Je vous ai écrit qu'étant allé voir notre cher et saint confrère, M. Gleyo, et que lui ayant parlé de notre établissement en Chine, il y ressentait de très grandes répugnances, des difficultés qui lui paraissaient insurmontables, pensant que jamais les Chinois ne consentiraient à recevoir des femmes étrangères dans leurs maisons, parce que cela est tout à fait contraire à leurs mœurs, et craignant, d'un autre côté, les oppositions des paÏens. Cependant, après avoir bien pesé le pour et le contre, il réduisit tout à savoir si c'était la volonté de Dieu que cet établissement se fît en Chine ; il n'y a point d'obstacle que la grâce ne surmonte. Alors la sainte Vierge lui apparut et lui dit, par inspiration, que ce projet était son ouvrage. Je vous transmis cela, en copiant la lettre de notre saint ami, qui m'écrit encore de nouveau qu'il se recommande à vos prières.

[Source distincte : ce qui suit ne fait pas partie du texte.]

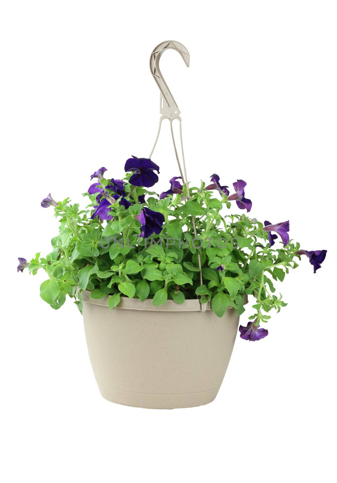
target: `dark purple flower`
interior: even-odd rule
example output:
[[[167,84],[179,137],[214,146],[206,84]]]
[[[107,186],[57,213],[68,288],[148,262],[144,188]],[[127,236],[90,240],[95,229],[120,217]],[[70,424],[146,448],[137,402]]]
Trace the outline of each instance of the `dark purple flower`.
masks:
[[[271,225],[270,221],[265,221],[265,226],[267,227],[268,225]],[[268,240],[269,240],[269,243],[270,246],[272,246],[273,245],[275,245],[275,242],[274,240],[276,240],[277,238],[277,235],[272,235],[270,231],[267,232],[268,235]]]
[[[218,191],[222,191],[222,192],[228,196],[229,195],[229,192],[228,189],[228,186],[221,186],[220,184],[220,177],[218,174],[212,174],[211,177],[211,181],[212,182],[211,185],[209,185],[207,186],[205,189],[208,189],[210,191],[211,191],[213,189],[217,189]]]
[[[90,179],[92,180],[93,178],[97,178],[98,180],[101,180],[103,178],[103,174],[106,170],[106,168],[104,168],[103,166],[102,166],[102,167],[100,168],[99,170],[97,170],[97,171],[95,171],[93,174],[91,175]]]
[[[181,176],[173,176],[173,178],[171,178],[169,180],[171,187],[167,191],[164,191],[162,193],[159,197],[159,199],[163,199],[164,198],[166,198],[168,195],[173,195],[175,193],[178,195],[181,195],[183,193],[183,186],[179,182],[177,181],[177,180],[181,180]]]
[[[106,198],[102,198],[98,206],[94,207],[96,209],[91,215],[91,218],[94,218],[96,216],[98,216],[101,220],[111,220],[112,217],[111,214],[108,214],[108,212],[111,210],[111,205],[112,204],[111,200]]]
[[[112,195],[111,197],[112,198],[113,198],[114,199],[117,200],[118,198],[121,198],[120,195]],[[126,209],[128,208],[129,206],[131,206],[132,204],[130,201],[128,201],[126,198],[125,198],[124,196],[122,196],[119,200],[119,204],[125,206]]]
[[[17,271],[18,272],[23,272],[24,269],[28,266],[29,262],[28,262],[26,258],[22,258],[20,257],[19,257],[17,259],[19,260],[19,265],[17,266]]]
[[[315,250],[308,251],[307,250],[299,250],[295,252],[295,255],[306,255],[309,258],[309,261],[313,266],[314,273],[316,270],[321,268],[321,264],[325,259],[326,255],[326,250]]]
[[[106,186],[106,188],[107,189],[111,189],[112,191],[113,191],[116,195],[121,195],[122,196],[125,196],[124,183],[121,180],[114,180],[113,178],[112,178],[109,185]]]
[[[44,208],[47,208],[52,205],[53,206],[57,206],[58,203],[56,203],[55,199],[53,199],[52,195],[49,193],[47,198],[44,198],[41,201],[41,206]]]
[[[279,235],[282,239],[283,246],[285,246],[289,242],[289,236],[288,232],[289,231],[289,220],[283,221],[281,223],[276,223],[276,225],[271,225],[268,221],[265,222],[265,226],[263,228],[264,231],[276,231],[278,235]],[[269,236],[268,233],[268,238],[270,246],[272,246],[275,244],[274,240],[277,238],[277,235],[271,235]]]
[[[254,342],[255,341],[259,341],[261,339],[267,337],[268,335],[268,330],[259,328],[259,325],[255,326],[255,323],[257,320],[255,319],[253,322],[249,323],[247,327],[240,326],[239,330],[240,331],[240,337],[241,339]]]
[[[243,180],[237,180],[237,183],[233,183],[233,185],[236,193],[228,197],[229,201],[236,201],[240,210],[247,210],[247,213],[252,209],[252,201],[248,198],[245,198],[245,186],[247,183]]]
[[[150,188],[158,180],[154,170],[159,172],[159,167],[147,157],[136,157],[132,156],[125,163],[126,171],[132,171],[134,173],[129,180],[129,183],[134,186],[144,186]]]
[[[143,208],[140,213],[135,218],[141,224],[142,232],[140,236],[144,238],[147,238],[154,233],[159,235],[163,229],[163,223],[165,220],[161,213],[147,208]]]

Vous pouvez compter sur les siennes, pour le temps et l'éternité, car c'est un élu de Dieu, un saint, un martyr.

Je vous écris cette lettre pour vous apprendre le progrès que nos écoles commencent à faire ici. Je vous ai écrit qu'il m'avait été dit en songe, par une femme âgée : " Ayez un grand zèle pour l'éducation de la jeunesse ". Je crois que c'est l'an passé, ou il y a deux ans, et dès lors j'ai commencé à envoyer des maîtresses, et l'œuvre s'exécute avec succès, Dieu la bénissant et la sainte Vierge la protégeant d'une manière visible.

Étant allé voir notre confrère, M. Gleyo, j'ai trouvé par là plusieurs Vierges en état d'instruire ; je les ai y portées ; elles s'y livrent de tout leur cœur, et M. Gleyo m'écrit que le bien se perpétue dans cette partie.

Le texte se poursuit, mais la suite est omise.